Ben inerken, öndeki iki araç birbirine camdan küfrediyordu. “Herkes gergin” dedim. “Herkes yalnız da ondan” dedi. Biz, sohbet derinleştiğinden beri trafiğe sövmüyorduk gerçekten.

Geçenlerde verimli bir tartışma da Beyoğlu’daki çiçekçiyle yaşandı. “Her yanımda gördüğün erkeğe gül uzatman beni ne duruma düşürüyor farkında mısın?” dedim. O da bana ekmek kapısı savıyla geldi. Biraz konuştuk. Üç-beş gün sonra rastlaştığımızda “Sen haklıydın ama beni de anladın değil mi?” dedi. Anladım. Param olursa kendi çiçeğimi kendim alacağım. O da ısrar etmeyecek. Bunda anlaştık.

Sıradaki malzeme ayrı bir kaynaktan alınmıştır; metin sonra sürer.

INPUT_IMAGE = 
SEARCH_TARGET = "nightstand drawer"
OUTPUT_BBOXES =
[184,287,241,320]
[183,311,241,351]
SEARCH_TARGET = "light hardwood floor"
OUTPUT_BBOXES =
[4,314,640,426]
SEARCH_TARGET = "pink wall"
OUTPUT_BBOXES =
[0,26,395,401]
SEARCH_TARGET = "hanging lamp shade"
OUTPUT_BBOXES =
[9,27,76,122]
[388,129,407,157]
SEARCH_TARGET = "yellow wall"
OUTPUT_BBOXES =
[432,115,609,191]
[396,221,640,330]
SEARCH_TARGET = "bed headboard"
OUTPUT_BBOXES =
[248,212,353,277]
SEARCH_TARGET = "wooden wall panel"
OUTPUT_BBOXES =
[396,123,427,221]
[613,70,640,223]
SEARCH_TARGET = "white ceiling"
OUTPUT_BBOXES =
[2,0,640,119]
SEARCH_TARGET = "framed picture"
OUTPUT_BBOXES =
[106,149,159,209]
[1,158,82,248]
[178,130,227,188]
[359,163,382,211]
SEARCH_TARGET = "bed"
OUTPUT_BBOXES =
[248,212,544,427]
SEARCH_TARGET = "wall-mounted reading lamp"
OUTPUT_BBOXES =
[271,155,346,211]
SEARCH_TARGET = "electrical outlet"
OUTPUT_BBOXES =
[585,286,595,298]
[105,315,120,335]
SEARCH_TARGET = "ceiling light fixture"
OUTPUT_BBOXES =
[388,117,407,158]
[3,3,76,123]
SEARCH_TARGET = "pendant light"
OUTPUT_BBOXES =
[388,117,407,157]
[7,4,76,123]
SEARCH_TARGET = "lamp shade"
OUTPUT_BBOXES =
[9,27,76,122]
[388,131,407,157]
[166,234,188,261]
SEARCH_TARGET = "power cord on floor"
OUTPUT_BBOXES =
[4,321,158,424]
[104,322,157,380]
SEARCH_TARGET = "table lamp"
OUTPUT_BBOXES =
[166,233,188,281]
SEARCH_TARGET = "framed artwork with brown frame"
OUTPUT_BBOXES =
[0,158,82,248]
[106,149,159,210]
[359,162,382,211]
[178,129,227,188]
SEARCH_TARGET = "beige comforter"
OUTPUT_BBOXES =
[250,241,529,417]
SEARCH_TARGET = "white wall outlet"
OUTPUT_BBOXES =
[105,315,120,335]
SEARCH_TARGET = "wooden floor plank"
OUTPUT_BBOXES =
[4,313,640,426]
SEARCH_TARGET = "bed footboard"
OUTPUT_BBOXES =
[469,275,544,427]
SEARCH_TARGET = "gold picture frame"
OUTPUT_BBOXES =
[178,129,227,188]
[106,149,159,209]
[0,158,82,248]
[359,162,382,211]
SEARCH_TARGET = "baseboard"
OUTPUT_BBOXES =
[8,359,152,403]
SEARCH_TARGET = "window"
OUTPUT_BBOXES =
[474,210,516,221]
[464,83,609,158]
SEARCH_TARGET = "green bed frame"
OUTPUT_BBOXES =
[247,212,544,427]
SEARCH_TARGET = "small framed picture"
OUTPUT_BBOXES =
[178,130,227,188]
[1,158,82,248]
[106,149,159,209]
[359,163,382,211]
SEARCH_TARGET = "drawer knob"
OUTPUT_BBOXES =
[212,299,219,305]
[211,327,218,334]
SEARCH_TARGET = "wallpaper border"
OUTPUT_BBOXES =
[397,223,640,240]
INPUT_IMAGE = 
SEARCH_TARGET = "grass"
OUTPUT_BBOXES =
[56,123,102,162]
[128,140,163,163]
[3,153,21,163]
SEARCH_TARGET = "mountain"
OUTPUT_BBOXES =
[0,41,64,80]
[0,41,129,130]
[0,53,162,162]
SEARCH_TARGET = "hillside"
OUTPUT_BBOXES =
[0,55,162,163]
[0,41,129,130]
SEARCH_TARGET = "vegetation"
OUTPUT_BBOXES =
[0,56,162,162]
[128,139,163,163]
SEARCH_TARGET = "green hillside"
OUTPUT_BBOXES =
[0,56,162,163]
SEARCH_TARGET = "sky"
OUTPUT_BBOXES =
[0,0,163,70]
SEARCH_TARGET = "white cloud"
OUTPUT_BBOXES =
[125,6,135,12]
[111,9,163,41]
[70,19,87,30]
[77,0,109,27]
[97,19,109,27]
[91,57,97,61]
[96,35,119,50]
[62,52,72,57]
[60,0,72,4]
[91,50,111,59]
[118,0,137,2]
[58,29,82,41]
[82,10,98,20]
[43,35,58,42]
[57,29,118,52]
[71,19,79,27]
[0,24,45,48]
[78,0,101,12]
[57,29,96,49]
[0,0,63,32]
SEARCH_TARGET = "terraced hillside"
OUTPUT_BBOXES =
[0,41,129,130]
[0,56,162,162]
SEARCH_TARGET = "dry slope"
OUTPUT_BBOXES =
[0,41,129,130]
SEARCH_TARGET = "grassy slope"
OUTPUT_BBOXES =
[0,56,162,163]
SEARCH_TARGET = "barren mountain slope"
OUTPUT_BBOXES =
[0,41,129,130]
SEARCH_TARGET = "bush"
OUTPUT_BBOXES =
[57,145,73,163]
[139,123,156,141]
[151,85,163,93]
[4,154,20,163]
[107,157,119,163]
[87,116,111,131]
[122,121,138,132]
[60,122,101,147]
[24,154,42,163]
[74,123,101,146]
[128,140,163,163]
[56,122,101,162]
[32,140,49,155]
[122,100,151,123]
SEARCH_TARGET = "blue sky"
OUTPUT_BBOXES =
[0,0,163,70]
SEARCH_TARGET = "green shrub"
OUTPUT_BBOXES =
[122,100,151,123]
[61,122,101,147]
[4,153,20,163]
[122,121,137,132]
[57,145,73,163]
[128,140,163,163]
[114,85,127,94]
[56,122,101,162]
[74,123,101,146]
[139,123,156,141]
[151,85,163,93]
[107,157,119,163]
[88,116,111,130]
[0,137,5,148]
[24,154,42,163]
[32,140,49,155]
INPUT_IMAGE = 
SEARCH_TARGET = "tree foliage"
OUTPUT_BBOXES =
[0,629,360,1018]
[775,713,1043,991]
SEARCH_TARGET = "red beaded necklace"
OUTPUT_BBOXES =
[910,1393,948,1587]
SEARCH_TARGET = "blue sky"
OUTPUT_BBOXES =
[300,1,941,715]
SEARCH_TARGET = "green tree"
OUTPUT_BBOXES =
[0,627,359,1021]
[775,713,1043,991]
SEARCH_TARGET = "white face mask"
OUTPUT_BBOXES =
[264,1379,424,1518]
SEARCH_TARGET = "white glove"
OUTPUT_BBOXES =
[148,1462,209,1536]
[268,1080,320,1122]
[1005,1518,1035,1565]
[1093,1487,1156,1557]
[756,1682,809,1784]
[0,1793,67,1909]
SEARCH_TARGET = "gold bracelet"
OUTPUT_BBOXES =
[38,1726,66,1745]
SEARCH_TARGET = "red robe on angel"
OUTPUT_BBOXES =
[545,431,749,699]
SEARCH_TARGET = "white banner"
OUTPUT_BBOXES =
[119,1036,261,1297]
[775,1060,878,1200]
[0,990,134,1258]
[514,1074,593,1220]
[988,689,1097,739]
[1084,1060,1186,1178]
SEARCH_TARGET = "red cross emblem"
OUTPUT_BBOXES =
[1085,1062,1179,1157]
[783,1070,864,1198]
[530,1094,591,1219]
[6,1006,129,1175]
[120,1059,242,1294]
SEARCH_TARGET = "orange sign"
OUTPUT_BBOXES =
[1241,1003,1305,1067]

Bu yazıya oturduğum gün, daha önce tehditlerine maruz kaldığım bir semtin esnafından alışveriş yapmam icap etti. Konu elbet ekonomiye geldi. Ben açmadım, adam kendi dedi: “Din bu ellerde mahvoldu, böyle bir inanç olamaz. Ben kendim mütedeyyinim ama eşim gelsin şurada herkesin içinde utanmam dansımı da ederim.” “Dans mı? Bayılırım, ne dansı?” deyiverdim şaşkınlığımı saklayamayarak. “Gençken twist ve çaça çok severdim ama pek o müzikler çalmıyor artık, vals-tango biz de işte kendimizce” dedi. Aklıma gelmezdi, hâlâ da aklım almıyor. Demek ne berbat öğretilmişsek, klişelere boğulmuşsak işte. Sonra ekonomi konuşmadık. Müzisyenlerden, eskilerden bahsettik ayak üstü. İyi geldi.

Demem o ki hepimiz Otto’yuz. Keskinliklerimiz sonradan bir vesile gelişti, profesyonel ellerde harcandık.

Biraz çizginin dışından bakışın, biraz sakin üslubun, biraz farklı konuların, biraz sohbetin kimseye zararı olmaz.

Savaş baltalarını birbirimize saplamamak için muhabbet bağlarını biraz yeşertelim dilerim.

Hepimizin hıncında haklı sebepler var ama anlatmadan kimselerin bilmesi mümkün değil.

Hoş sohbetler dolsun hafta sonunuza.